Synagogue to unblend genders

Mechitzah: In a nod to tradition, Beth Tfiloh plans to install a symbolic wall to separate men from women at services.

November 05, 2003|By Frank Langfitt | Frank Langfitt,SUN STAFF

After nearly four decades of worship in an open sanctuary, men and women at Beth Tfiloh Synagogue - one of the nation's largest Orthodox congregations - will soon have a symbolic wall to separate them.

Responding to a tilt toward tradition among a younger generation of Orthodox Jews nationwide, Rabbi Mitchell Wohlberg plans to install a mechitzah, or partition in Hebrew - which divides the sexes and has its roots in the days of Jerusalem's ancient temple.

As a gesture to the congregation's many professional women - some of whom oppose a mechitzah - Wohlberg has also proposed more female participation in the otherwise male-dominated Orthodox service.

He's also asking the men to lower their voices when they say the traditional prayer in which they thank God for not making them women.

Since he announced the changes in his Yom Kippur sermon last month, Wohlberg's plan has been the talk of the Pikesville synagogue - and Baltimore's Jewish community. "It's all the buzz," said congregation member Marian Jackson, a 49-year-old geneticist who generally supports Wohlberg's changes.

Beth Tfiloh is a rarity, one of perhaps two dozen Orthodox synagogues in the country without a mechitzah - usually a curtain or a wall made of metal or wood.
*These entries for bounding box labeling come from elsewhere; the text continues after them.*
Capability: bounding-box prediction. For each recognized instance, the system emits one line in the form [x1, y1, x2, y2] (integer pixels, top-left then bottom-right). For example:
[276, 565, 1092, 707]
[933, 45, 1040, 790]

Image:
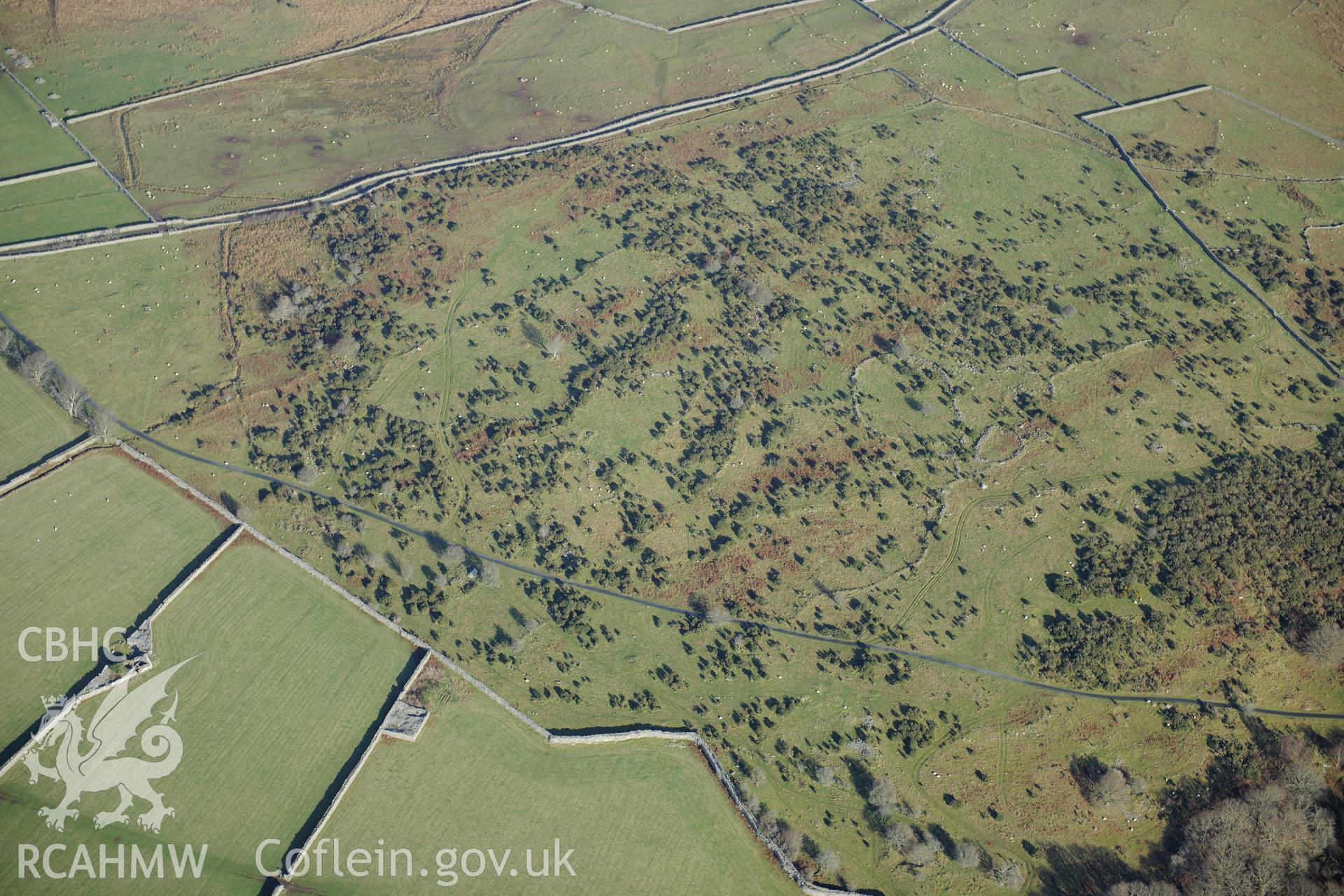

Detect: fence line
[64, 0, 538, 125]
[0, 0, 969, 258]
[0, 435, 98, 497]
[272, 650, 430, 896]
[0, 528, 242, 778]
[120, 442, 860, 896]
Currently, men and women at Beth Tfiloh worship in separate sections but without a physical divider.

The mechitzah is a distinguishing difference between the Orthodox and Judaism's other major branches, Conservative and Reform - both of which seat the sexes together and allow women full participation in the service.
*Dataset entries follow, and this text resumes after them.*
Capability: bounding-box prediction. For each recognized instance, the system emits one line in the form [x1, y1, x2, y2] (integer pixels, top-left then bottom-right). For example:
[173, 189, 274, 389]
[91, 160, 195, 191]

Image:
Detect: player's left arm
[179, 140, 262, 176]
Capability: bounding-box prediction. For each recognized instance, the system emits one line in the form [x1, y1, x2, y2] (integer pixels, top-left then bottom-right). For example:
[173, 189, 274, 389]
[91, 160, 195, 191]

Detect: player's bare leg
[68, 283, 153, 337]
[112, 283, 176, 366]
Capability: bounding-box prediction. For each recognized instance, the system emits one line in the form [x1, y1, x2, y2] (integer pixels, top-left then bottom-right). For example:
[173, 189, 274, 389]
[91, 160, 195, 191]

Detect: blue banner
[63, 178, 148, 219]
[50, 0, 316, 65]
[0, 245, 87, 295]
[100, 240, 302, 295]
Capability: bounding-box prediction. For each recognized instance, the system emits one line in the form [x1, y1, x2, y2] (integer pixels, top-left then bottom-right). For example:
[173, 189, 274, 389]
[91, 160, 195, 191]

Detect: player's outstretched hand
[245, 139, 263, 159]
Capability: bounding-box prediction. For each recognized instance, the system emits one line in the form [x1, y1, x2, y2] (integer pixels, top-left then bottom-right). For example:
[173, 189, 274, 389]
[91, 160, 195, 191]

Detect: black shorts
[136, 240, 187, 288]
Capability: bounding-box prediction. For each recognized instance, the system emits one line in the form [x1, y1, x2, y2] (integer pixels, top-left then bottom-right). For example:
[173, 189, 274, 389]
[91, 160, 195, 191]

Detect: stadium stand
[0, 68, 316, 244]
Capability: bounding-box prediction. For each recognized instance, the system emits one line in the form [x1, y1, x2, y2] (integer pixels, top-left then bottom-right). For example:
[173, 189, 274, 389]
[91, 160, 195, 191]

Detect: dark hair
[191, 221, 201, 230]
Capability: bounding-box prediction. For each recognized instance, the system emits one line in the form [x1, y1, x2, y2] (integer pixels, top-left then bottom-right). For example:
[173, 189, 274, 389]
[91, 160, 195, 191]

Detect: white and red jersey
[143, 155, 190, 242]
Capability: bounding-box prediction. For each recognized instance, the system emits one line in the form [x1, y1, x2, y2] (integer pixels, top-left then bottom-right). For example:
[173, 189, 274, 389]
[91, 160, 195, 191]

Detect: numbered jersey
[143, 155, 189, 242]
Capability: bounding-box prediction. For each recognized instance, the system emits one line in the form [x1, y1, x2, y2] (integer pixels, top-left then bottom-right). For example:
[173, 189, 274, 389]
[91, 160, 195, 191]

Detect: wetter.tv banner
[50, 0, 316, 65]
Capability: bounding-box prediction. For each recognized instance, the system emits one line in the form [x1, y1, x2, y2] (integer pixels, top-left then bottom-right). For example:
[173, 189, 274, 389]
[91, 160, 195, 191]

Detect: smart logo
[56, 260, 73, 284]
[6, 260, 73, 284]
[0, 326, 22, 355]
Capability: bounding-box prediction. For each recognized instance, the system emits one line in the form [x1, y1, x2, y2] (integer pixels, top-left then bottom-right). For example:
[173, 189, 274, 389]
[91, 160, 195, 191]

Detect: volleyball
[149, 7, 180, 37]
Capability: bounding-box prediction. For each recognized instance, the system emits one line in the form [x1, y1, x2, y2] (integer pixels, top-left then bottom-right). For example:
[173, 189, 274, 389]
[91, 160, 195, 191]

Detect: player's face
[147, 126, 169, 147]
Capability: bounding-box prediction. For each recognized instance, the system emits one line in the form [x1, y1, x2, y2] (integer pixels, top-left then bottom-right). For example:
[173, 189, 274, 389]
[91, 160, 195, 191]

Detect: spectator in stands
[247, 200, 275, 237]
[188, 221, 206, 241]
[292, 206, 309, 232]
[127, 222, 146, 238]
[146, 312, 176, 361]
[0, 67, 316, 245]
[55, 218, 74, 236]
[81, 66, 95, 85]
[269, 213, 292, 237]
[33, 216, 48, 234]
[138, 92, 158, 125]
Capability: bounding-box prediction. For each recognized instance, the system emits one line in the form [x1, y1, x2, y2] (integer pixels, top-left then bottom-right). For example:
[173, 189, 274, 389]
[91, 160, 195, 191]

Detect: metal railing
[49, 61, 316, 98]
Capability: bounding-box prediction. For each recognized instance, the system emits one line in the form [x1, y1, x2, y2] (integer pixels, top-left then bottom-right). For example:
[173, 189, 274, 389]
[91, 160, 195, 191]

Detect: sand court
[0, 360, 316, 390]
In charting Beth Tfiloh's course, Wohlberg is trying to balance competing trends: the growing observance of Orthodox Jews and the active role women play in modern society.
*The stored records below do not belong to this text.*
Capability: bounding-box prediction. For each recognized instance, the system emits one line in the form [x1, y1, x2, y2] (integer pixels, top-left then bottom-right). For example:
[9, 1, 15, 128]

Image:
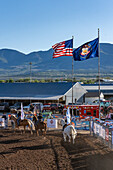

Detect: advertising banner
[111, 130, 113, 145]
[72, 121, 90, 130]
[0, 118, 5, 127]
[105, 128, 109, 142]
[102, 127, 105, 139]
[96, 123, 100, 135]
[47, 119, 57, 128]
[99, 126, 102, 137]
[94, 122, 96, 134]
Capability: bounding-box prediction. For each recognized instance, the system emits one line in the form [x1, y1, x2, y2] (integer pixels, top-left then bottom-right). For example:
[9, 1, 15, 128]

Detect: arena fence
[90, 120, 113, 149]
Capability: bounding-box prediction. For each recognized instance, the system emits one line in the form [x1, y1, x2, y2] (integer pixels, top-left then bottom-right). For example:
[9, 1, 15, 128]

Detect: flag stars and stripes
[52, 40, 73, 58]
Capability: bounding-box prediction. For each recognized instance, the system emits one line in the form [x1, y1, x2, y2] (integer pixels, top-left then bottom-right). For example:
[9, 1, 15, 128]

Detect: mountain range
[0, 43, 113, 76]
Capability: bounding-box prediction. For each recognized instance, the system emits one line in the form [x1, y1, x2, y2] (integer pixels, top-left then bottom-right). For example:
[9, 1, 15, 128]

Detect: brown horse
[33, 115, 47, 136]
[10, 115, 34, 134]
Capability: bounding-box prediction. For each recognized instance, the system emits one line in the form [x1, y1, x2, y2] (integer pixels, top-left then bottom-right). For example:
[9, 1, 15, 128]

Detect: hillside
[0, 43, 113, 78]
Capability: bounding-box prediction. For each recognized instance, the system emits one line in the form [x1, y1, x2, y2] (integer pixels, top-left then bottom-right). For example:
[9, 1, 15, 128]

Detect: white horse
[63, 125, 77, 144]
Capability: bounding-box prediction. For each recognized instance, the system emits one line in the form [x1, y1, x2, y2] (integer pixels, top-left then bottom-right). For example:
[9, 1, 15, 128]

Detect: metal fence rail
[90, 120, 113, 149]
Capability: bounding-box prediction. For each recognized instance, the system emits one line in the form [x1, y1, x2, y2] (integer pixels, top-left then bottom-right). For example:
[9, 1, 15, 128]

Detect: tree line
[0, 78, 97, 84]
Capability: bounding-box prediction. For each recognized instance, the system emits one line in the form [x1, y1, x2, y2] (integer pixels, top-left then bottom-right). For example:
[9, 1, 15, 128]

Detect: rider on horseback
[38, 113, 43, 122]
[62, 118, 67, 131]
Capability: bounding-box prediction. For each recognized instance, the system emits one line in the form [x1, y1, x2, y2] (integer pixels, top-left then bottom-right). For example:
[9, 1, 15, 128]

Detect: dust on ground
[0, 129, 113, 170]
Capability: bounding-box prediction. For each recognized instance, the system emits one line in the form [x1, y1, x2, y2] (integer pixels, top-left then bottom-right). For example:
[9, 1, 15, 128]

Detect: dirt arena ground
[0, 130, 113, 170]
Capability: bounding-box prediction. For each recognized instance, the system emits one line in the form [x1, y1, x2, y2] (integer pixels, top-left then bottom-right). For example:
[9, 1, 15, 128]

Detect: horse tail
[28, 119, 35, 130]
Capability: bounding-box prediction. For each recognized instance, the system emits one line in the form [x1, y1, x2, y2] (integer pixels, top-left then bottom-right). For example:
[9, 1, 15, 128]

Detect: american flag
[52, 39, 73, 58]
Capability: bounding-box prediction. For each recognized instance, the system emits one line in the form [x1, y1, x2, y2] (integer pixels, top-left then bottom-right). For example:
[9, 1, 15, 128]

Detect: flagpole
[98, 28, 100, 119]
[72, 36, 74, 116]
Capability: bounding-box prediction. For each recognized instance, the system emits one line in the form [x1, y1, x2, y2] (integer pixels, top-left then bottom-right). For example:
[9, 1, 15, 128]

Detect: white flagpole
[98, 28, 100, 119]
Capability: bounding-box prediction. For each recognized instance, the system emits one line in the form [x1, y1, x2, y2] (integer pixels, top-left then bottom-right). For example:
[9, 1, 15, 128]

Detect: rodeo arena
[0, 38, 113, 170]
[0, 82, 113, 170]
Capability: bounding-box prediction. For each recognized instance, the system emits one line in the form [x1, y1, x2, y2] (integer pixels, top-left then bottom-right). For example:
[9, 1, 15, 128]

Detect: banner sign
[105, 128, 109, 142]
[72, 121, 90, 130]
[112, 130, 113, 145]
[47, 119, 57, 128]
[99, 126, 102, 138]
[0, 118, 5, 127]
[94, 122, 96, 134]
[109, 129, 112, 142]
[102, 127, 105, 139]
[96, 124, 99, 135]
[90, 120, 94, 131]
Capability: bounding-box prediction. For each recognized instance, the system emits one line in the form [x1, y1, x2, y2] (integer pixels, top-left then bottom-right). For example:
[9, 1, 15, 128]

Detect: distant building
[82, 83, 113, 103]
[0, 82, 87, 104]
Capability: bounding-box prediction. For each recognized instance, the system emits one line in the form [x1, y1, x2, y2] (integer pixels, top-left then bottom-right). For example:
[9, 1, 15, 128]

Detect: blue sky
[0, 0, 113, 54]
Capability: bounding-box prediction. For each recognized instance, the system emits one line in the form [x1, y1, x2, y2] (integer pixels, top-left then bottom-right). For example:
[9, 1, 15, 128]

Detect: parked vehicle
[0, 102, 10, 112]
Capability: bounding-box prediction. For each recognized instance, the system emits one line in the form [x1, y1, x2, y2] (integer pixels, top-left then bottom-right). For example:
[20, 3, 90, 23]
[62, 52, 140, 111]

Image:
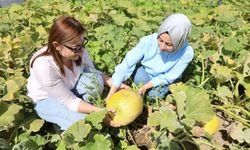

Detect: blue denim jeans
[132, 66, 169, 99]
[35, 73, 103, 130]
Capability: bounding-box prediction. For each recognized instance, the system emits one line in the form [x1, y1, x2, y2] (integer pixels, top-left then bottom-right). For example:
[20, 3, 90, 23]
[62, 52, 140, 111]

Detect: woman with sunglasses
[27, 16, 125, 130]
[107, 13, 194, 99]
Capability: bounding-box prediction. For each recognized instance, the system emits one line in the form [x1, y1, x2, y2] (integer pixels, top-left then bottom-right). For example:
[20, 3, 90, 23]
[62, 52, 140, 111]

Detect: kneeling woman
[27, 16, 124, 130]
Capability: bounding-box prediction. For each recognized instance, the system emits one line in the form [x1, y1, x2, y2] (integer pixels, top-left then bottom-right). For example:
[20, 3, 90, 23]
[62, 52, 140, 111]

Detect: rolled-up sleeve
[112, 39, 144, 87]
[32, 58, 81, 111]
[150, 48, 194, 87]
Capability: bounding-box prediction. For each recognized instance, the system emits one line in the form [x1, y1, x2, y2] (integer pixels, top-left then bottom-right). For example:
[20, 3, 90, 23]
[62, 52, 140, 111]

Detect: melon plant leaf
[125, 145, 140, 150]
[148, 107, 182, 132]
[24, 119, 44, 132]
[210, 64, 232, 83]
[80, 134, 111, 150]
[217, 86, 233, 100]
[185, 87, 215, 122]
[0, 103, 23, 131]
[224, 37, 243, 52]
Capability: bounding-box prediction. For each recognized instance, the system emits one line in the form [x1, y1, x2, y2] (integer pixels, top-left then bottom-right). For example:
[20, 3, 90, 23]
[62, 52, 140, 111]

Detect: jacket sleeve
[150, 47, 194, 87]
[32, 57, 81, 111]
[82, 49, 102, 74]
[112, 39, 145, 87]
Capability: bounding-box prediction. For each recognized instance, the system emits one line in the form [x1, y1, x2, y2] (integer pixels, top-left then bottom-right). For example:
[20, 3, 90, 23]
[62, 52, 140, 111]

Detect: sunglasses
[63, 37, 88, 53]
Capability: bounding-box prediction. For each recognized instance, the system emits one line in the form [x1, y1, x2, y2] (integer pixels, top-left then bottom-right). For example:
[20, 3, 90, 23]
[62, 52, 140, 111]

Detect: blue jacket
[112, 33, 194, 87]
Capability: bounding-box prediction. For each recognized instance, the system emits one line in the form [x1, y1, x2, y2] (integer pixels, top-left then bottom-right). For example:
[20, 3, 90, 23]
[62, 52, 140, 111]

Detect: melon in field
[203, 115, 220, 135]
[106, 89, 143, 126]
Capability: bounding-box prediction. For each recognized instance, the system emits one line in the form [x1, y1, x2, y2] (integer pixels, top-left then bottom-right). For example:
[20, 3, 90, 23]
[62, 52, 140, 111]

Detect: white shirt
[27, 46, 98, 111]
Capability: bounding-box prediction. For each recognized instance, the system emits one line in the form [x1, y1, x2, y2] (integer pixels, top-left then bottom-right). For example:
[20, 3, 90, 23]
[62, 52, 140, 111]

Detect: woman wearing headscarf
[107, 13, 194, 99]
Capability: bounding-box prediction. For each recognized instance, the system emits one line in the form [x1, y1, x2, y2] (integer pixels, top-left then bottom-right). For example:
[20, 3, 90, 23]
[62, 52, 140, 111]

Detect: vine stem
[199, 53, 205, 83]
[212, 105, 250, 127]
[126, 127, 138, 147]
[195, 139, 223, 150]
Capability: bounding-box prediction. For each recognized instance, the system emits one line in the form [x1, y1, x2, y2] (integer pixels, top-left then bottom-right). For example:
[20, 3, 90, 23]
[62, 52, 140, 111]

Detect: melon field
[0, 0, 250, 150]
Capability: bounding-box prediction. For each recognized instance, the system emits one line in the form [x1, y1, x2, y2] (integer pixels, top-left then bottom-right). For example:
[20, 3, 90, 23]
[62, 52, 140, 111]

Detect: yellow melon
[203, 115, 220, 135]
[106, 89, 143, 126]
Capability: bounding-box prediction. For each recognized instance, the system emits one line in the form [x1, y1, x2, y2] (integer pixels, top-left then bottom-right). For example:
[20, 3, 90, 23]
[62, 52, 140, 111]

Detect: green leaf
[217, 86, 233, 100]
[24, 119, 44, 132]
[85, 109, 108, 130]
[148, 107, 182, 132]
[125, 145, 140, 150]
[185, 87, 215, 122]
[80, 134, 111, 150]
[0, 103, 23, 131]
[210, 64, 232, 83]
[0, 76, 26, 101]
[224, 37, 243, 52]
[65, 120, 92, 142]
[111, 13, 130, 26]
"I think people are searching for tradition and searching for their roots," he said during a recent interview. "But at the same time, they want to feel as if they are equal and significant. I feel that our synagogue can answer that need."

Many female members welcome Wohlberg's changes to the service, which include permitting women to carry the Torah in their section of the sanctuary at certain times of the year.

Some women congregants, though, can't stand the idea of a partition. "I think the mechitzah is demeaning," said Liebe Diamond, 72, a retired orthopedic surgeon who cast the only vote against the plan in the synagogue's religious services committee. "It says that a woman is out of bounds in a synagogue. She's walled off, so she will not be a sexual inducement."

There are at least 2,000 Orthodox synagogues in the United States. Some, like Beth Tfiloh, define themselves as modern Orthodox, referring to their greater engagement in the secular world and their embrace of both modernity and tradition.

Concerned that an actual wall would clash with Beth Tfiloh's modern sensibility, Wohlberg devised something more modest.

"Let me tell you the sheer genius of what I came up with," he said with characteristic humor on a tour of Beth Tfiloh's sanctuary, which seats 1,500 and has a ceiling shaped like a giant tent.

Holding up a wooden board, Wohlberg explained that his mechitzah will actually be a series of saloon-style swinging doors attached to the end of each row of seats. "When you walk into the synagogue, you won't even see it," he said.

Beth Tfiloh's board of directors unanimously approved Wohlberg's plan last month. Carpenters will install the custom-made doors in January at a cost of more than $20,000. The Orthodox Union, a national association of 1,000 synagogues, has also approved the design.

"It pleases me to see them make this move, defining themselves more overtly as being in the Orthodox camp," said Rabbi Tzvi Hersh Weinreb, executive vice-president of the Orthodox Union and former spiritual leader of Congregation Shomrei Emunah in Baltimore. "Very few rabbis could have pulled it off as smoothly and intelligently as [Wohlberg] did."

At 59, Wohlberg has led Beth Tfiloh for a quarter-century, and his plan says a lot about Jewish life in America today.

Concerned about assimilation and a decline in the Jewish population, religious leaders throughout Judaism have boosted day school and yeshiva enrollment in the past two decades. The result, observers say, is an increasing number of Jews more engaged in their faith.

"The Jewish community as a whole can expect a new, more deeply serious generation of Jews, independent of denomination," said Rabbi Saul J. Berman, director of Edah, a national modern Orthodox organization.

Wohlberg insists the mechitzah is not a marketing device to attract the more observant to his synagogue. But with the Orthodox community gravitating toward tradition, he sensed that Beth Tfiloh, with 1,250 families, had to make a choice.

The charismatic leader, whose sermons are often studied online by other rabbis, had just signed a 10-year contract extension. He said he wanted the change to occur on his watch.